Don’t know whether it's history or poetry. It is all very natural, and has a way of drawing the tears from one's head right movingly. Well, love is a strange thing! It will not be played with like a bird. I know it, how it goes through body and life, and beats and rages in every vein, and plays tricks with the head and reason. Poor Werther! He had else such fine conceits and thoughts. Had he but taken a journey to Paris or to Pekin! But no! He would not leave the fire and the spit, and went round and round it till he went to pieces. And there's the misery, that one can have such talents and gifts, and yet be so weak. Therefore they ought to make a turf-seat by his grave under the Linden-tree by the church-yard wall, that one might sit down upon it and lay his head in his hand, and weep over human weakness.

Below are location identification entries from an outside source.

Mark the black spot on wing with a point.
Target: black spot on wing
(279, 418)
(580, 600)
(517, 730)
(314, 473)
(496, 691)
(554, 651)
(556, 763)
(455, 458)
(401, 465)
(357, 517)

But when thou hast finished weeping, good gentle youth! when thou hast finished weeping, lift up thy head with joy, and place thy hand against thy side! For there is such a thing as Virtue. That too goes through body and life, and beats and rages in every vein. She is said not to be attainable without much earnestness and conflict, and therefore not to be much known or loved. But he who has her has a rich reward in sunshine and frost and rain, and when Friend Hain comes with his scythe. Prose writers of Germany, by Frederic Henry Hedge, Matthias Claudius (Asmus) 1740-1815, On Sorrows of Young Werther, Published 1870 p. 183-184
The very soul of a writer should go into his style, and a man puts his whole personality into the style of his conversation, though limited by the exception which Matthias Claudius noted when he said that if any one conjured a book its esprit should appear-unless there is no esprit in it.